Uses inla to fit a Besag, York and Mollie disease mapping model

Usage

# S4 method for formula,ANY,ANY,missing
bym(formula,data,adjMat,region.id,...)
# S4 method for formula,ANY,missing,missing
bym(formula,data,adjMat,region.id,...)
# S4 method for formula,SpatialPolygonsDataFrame,NULL,character
bym(formula, data, adjMat, region.id, ...)
# S4 method for formula,SpatialPolygonsDataFrame,missing,character
bym(formula, data, adjMat, region.id, ...)
# S4 method for formula,SpatialPolygonsDataFrame,nb,character
bym(formula,data,adjMat,region.id,...)
# S4 method for formula,data.frame,nb,character
bym(
formula,data,adjMat,region.id,
priorCI=list(sdSpatial=c(0.01,2),sdIndep=c(0.01,2)),
family="poisson",formula.fitted=formula,...)

Arguments

formula

model formula, defaults to intercept-only model suitable for output from getSMR if data is a SpatialPolygonsDataFrame.

data

The observations and covariates for the model, can be output from getSMR.

adjMat

An object of class nb containing the adjacency matrix. If not supplied it will be computed from data, but is required if data is a SpatialPolygonDataFrame

region.id

Variable in data giving identifiers for the spatial regions. If not supplied, row numbers will be used.

priorCI

named list of vectors specifying priors, see Details

family

distribution of the observations, defaults to poisson

formula.fitted

formula to use to compute the fitted values, defaults to the model formula but may, for example, exclude individual-level covariates.
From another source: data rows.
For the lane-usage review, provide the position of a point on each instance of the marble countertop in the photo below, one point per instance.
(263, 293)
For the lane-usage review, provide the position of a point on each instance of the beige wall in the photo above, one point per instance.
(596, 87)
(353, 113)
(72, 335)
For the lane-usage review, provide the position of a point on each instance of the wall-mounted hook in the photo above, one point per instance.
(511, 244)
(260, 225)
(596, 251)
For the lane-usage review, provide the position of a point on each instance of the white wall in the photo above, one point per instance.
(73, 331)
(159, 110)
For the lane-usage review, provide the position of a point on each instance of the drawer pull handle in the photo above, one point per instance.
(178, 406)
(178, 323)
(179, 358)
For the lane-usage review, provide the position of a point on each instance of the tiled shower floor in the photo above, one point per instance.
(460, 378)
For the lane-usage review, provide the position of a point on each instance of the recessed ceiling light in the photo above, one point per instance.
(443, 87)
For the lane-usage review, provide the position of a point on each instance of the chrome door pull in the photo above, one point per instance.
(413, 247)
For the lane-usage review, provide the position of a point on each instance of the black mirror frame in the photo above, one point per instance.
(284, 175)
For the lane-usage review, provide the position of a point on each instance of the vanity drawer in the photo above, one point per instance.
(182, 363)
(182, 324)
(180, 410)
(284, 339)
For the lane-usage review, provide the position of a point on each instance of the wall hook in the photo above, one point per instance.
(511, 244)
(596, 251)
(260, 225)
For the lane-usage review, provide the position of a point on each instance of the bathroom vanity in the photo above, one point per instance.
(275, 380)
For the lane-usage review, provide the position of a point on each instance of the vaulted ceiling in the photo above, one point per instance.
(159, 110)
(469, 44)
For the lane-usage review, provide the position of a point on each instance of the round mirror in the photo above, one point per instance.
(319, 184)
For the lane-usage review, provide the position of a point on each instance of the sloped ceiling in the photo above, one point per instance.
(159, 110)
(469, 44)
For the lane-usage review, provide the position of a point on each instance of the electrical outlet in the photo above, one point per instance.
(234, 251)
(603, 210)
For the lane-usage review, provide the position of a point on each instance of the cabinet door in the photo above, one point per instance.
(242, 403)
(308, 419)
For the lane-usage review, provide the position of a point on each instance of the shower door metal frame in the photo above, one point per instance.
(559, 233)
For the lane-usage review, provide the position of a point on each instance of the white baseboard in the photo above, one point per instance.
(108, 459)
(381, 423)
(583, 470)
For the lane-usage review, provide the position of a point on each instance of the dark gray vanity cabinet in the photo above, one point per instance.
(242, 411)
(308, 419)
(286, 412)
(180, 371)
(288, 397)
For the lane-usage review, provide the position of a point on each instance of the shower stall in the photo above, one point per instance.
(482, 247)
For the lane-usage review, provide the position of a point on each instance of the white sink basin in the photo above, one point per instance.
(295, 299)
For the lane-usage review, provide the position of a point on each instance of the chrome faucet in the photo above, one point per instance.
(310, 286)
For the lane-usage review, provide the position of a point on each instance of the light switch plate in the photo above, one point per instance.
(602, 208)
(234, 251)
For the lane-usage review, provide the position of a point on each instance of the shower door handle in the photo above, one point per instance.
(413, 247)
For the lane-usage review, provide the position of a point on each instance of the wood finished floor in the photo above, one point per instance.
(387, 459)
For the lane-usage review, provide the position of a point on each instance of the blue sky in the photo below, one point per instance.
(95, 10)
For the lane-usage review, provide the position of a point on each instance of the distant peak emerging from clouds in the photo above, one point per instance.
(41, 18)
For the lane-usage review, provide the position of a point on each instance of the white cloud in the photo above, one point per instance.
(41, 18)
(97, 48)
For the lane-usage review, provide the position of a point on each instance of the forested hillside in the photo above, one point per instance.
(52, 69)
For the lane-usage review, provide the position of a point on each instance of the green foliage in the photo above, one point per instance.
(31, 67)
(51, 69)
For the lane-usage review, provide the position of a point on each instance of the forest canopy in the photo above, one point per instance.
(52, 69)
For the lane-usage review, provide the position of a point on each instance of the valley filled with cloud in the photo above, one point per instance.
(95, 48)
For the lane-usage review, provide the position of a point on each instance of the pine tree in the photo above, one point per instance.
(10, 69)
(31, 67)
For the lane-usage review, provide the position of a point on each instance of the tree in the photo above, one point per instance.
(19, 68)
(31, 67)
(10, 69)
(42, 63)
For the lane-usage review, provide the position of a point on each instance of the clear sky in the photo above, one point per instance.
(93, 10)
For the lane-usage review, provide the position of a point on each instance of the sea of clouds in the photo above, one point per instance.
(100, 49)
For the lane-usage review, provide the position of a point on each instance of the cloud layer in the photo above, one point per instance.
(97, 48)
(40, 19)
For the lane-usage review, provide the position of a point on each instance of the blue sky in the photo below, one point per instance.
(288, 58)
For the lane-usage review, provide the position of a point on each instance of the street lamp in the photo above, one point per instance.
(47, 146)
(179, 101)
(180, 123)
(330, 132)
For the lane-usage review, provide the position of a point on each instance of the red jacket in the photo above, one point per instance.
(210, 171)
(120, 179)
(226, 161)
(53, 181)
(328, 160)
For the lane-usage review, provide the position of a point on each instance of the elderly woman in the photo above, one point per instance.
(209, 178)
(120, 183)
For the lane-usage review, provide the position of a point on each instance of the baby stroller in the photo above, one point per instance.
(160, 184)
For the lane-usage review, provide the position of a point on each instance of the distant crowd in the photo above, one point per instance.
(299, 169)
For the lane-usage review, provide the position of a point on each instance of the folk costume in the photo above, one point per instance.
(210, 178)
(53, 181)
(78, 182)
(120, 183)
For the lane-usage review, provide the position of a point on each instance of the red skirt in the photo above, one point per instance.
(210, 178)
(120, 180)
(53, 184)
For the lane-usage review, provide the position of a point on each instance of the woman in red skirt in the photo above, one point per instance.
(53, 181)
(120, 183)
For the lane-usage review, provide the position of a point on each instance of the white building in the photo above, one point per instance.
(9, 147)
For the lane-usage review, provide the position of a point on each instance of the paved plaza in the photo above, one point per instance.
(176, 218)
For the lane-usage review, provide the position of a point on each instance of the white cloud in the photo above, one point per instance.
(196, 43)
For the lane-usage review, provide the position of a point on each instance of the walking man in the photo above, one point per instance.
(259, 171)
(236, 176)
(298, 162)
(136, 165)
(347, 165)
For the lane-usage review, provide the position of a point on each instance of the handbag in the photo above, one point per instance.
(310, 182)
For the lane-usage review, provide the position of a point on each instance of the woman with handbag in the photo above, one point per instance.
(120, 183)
Additional arguments passed to inla in the INLA package , such as control.inla

Value

A list containing

inla

results from the call to inla . Two additional elements are added: marginals.bym for the marginal distributions of the spatial random effects, and marginals.fitted.bym for the marginals of the fitted values.

data

A data.frame or SpatialPolygonsDataFrame containing posterior means and quantiles of the spatial random effect and fitted values.

parameters

Prior and posterior distributions of the two covariance parameters, and a table summary with posterior quantiles of all model parameters.

Details

The Besag, York and Mollie model for Poisson distributed case counts is:

$$Y_i \sim Poisson(O_i \lambda_i)$$ $$\log(\mu_i) = X_i \beta + U_i$$ $$U_i \sim BYM(\sigma_1^2 , \sigma_2^2)$$

  • \(Y_i\) is the response variable for region \(i\), on the left side of the formula argument.

  • \(O_i\) is the 'baseline' expected count, which is specified in formula on the log scale with \(\log(O_i)\) an offset variable.

  • \(X_i\) are covariates, on the right side of formula

  • \(U_i\) is a spatial random effect, with a spatially structured variance parameter \(\sigma_1^2\) and a spatially independent variance \(\sigma_2^2\).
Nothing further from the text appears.